そこで生まれ育った美佐子は、ある日両親と共に車で旅行に行くことになりとある山奥へと向かうことになったらしいのだ。ところが、道中の高速道路にて事故が起きてしまい両親は死亡。その際には美佐子だけが奇跡的に生き残ってしまうことになる。しかし、その時に彼女はウィルスに感染してしまい死を待つだけとなった。だが、そんな時に出会ったのが佐藤隆二であり、二人は惹かれ合い結婚に至ったのだという。そして、二人で幸せに暮らしているうちに子供が生まれたそうだ。
それから数年後のある時のことだった。
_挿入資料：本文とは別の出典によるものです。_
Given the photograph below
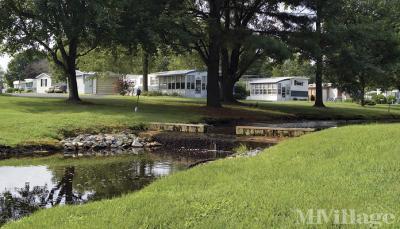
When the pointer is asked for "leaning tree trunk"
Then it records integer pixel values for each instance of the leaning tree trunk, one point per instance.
(145, 71)
(73, 86)
(227, 79)
(213, 99)
(319, 101)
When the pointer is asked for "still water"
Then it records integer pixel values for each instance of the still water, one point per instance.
(26, 189)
俺と同じような症状で苦しみ続ける美佐子は、とうとう命を落としてしまった。だが、彼女は後悔していなかったそうである。なぜなら、大切な夫と子供を最後まで守り通すことができたからだという。
俺達はその後、街を出ることを決めた。
それからしばらく歩いて街の入り口付近まで到達したその時のことだった。
――ようこそ、この街へ。おや、貴方達の身体からは懐かしき香りが漂ってくる……そうですか。そういうことなのですね。分かりました。どうぞこちらにいらしてください。私が貴方達を歓迎致します。
どこからともなくそんな声が聞こえてくると俺達は不思議に思う。すると、目の前に扉が出現してゆっくりと開き始める。それからしばらくして俺達は中へと入って行った。
部屋に入ると一人の少年がいた。少年はこちらに近づいてくる。そこで俺は美佐子を抱き寄せようとするのだが美佐子は離れていった。
「どうして?」
「すいません。私は彼に近寄りたくありません」
そう口にした美佐子はとても険しい表情を浮かべていた。そこで俺は彼女の過去に何があったのだろうかと考えるが、その前に彼が自己紹介を始める。
「私は中村悠介と申します。以後、お見知りおきを」
それから彼は、ある人物のことについて語り始めた。彼の話を簡単にまとめてみると、その人物は中村さんの奥さんのことだという。しかし、彼女について詳しいことを知らなかったので質問をしてみることにする。